Nitrik oksidin koruyucu etkisinin, antioksidan özellikleri, yani oksidatif stres ajanlarına (hidrojen peroksit, alkil hidroperoksitler, süperoksit anyon radikali, vb.) karşı koruma, lökosit yapışmasında bir azalma ve özellikle antitoksik etki anlamına geldiği anlaşılmaktadır. TNF-a.

Nitrik oksidin zararlı etkisi, enzim fonksiyonlarının baskılanması, lipid peroksidasyon süreçlerinin indüklenmesi yoluyladır.

oksidaz

OH HOC1 01400" 8-nitrozotiyoller

Pirinç. 4-22. Fagositler (reaktif oksijen türleri ve nitrik oksit) tarafından bakterisidal maddelerin oluşum şeması.

ve hücrenin DNA'sında hasar, hücrenin radyasyon, alkilleyici ajanlar ve toksik metallerin etkisine duyarlılığının artması ve ayrıca hücrenin antioksidan kapasitesinin tükenmesi yoluyla. dolaylı

nitrik oksidin sitotoksik etkisi, sitokin dengesindeki değişikliklerden ve NK hücrelerinin ve CTL'lerin IL-12 aracılı aktivasyonundan kaynaklanır.
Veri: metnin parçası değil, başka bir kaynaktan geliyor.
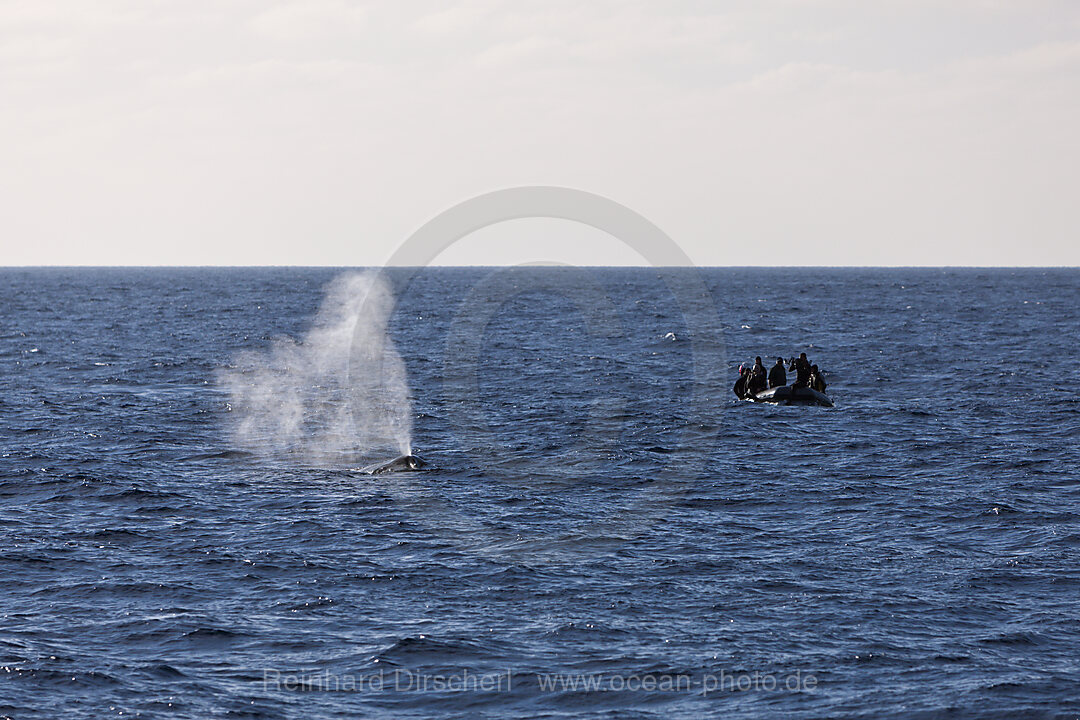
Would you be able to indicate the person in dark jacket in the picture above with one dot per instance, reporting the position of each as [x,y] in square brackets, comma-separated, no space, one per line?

Nitrik oksit tek başına güçlü bir sitotoksik ajan değildir, ancak hücrelerin diğer sitotoksik maddelerin etkisine duyarlılığını artırabilir. En belirgin antibakteriyel aktivite, reaktif oksijen türlerinin ve nitrik oksitin etkileşimi sırasında oluşan bileşiklere sahiptir. N0 ile etkileşimi sonucunda aktif formlar oksijen ve diğer bazı bileşikler, peroksinitrit (ONY), 5-nitrozotiyoller (N5N0), nitrojen dioksit (LGO2), dinitrojen trioksit (JM203), dinitrojen tetroksit (I204) ve demir dinitrosil kompleksleri (N11C) dahil sitotoksik maddeler oluşur.

Nitrik oksitin etkileri genellikle bazik ve dolaylı olarak ikiye ayrılır. Ana etkiler, spesifik biyolojik moleküllerle (örneğin, guanilat siklaz, sitokrom P450, vb. ile) doğrudan etkileşime girdiği reaksiyonları içerir.

Nitrik oksidin etkisinin dolaylı etkileri, NO'nun oksijenle veya süperoksit anyon radikaliyle etkileşimi sırasında oluşan reaktif nitrojen formlarıyla ilişkilidir.

Temel ve yan etkiler nitrik oksidin doğrudan katılımı ile reaksiyonlar, yerel konsantrasyonu ile belirlenir. Ana etkiler muhtemelen düşük nitrik oksit konsantrasyonlarında (1 μM'den az), radikal oluşumu da dahil olmak üzere yan etkiler daha yüksek konsantrasyonlarda (1 μM'den büyük) mümkün hale gelir.

Vyu'daki nitrik oksit, memelilerde üç izoformda bulunan IM0 sentazın (NO5) katılımıyla oluşur: nNO5 - nötr (tip 1); 1N05 - indüklenebilir (tip 2); eNO5-sentaz - endotelyal (3. tip).

Makrofajlarda, ifadesi tarafından uyarılan 1N05 fonksiyonları

genellikle sinerji içinde hareket eden bazı sitokinler ve mikroorganizmaların ürünleri. Tipler] ve 3'ün NO-sentazları da cNO5 - seçici olarak adlandırılır (hücrelerde bulunurlar ve daha sonra kalmodulin'e bağlanan kalsiyum akışı ile aktive edilebilirler). 1008'in varlığında nitrik oksit büyük miktarlarda üretilir ve sıklıkla lipid peroksidasyonu ve hidroksilasyon, nitrozamin ve nitrotirozin oluşumu gibi yan etkilere sahiptir.

Şek. 4-23, fagositoz ve apoptozda yer alan bazı reseptör tiplerini göstermektedir.